With such grave and masterclass does French photographer Sarah Moon, it is with all revolving dimensions does her conscious stream remit a luminescent urge to capture, to take note and concote the human physicality for which she chooses to refract onto our imperfections and personalities within. In 1970, when she first began to embark on the photographic medium, she has throughout this time rendered images of sometimes extreme harshness, textures of the baron skin being peeled away or the ridges that lay bear because of our tending age. Her images appear everlasting as they hold a non-glamourous value, for that her ability to photograph the misc-en-scene usually with minimal objects and only the context and backdrop she examines and interprets developed stills to have an arcane beauty. As with fashion photographs for Vogue Japan – a woman or female model in her dress made of chiffon with beading or lace denoting of couture. Her images produced for Lanvin’s feature in Acne Paper’s Elegance issue were monochromatic yet rendered out of sync but perpetually distilled in time.








As visually provoking as they are, Sarah Moon’s images always underscore an allegory, and they subvert the character and her own image-making process. In her film darkroom techniques that have seeped in her images of sepia and silver grandules and her experimentation with deeply saturated colour, there are tones of vulnerability and vague expression shown in a photograph for Japanese fashion designer Junya Watanabe in 1998. Created in 1961, a Japanese by the name of Shomei Tomatsu photographed a disintegrated clock watch, apart of the personal belongings of the atomic bombings in Nagasaki.
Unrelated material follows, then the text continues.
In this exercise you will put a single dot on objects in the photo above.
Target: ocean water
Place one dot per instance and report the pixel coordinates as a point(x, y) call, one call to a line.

In that split second, peering into the clock’s face dials, all unimaginable destruction would be dislodged within a few seconds.
There is a one strong bondage between Tomatsu’s photograph and Sarah Moon’s mountain of imagery, some of which over her lifetime have been made for royal fashion bloodlines of Christian Lacroix and Japanese fashion designer Rei Kawakubo’s Comme des Garcons share an aberrational after-effect. Whilst post-modern photographers canvas an image that make an explicit view of the world as their own oyster, Sarah Moon wants us to absorb the facial expressions and body movement as consequential actions leading us somewhere dizzyingly stark or an in-action to speak.
In more recent times, perennial fashion writer Tim Blanks proposed whether Belgian designer Dries Van Noten’s collection was of ‘a disturbed beauty’. It could be a befitting summary for Sarah Moon because as she seeks to direct an image serendipitously, so we come to feel happiness isn’t without moments of sadness, or despair. Nor can mystery not be surrounded by intrigue or ambiguity. Moon’s work is la somme de toutes les parties. The sum of all parts.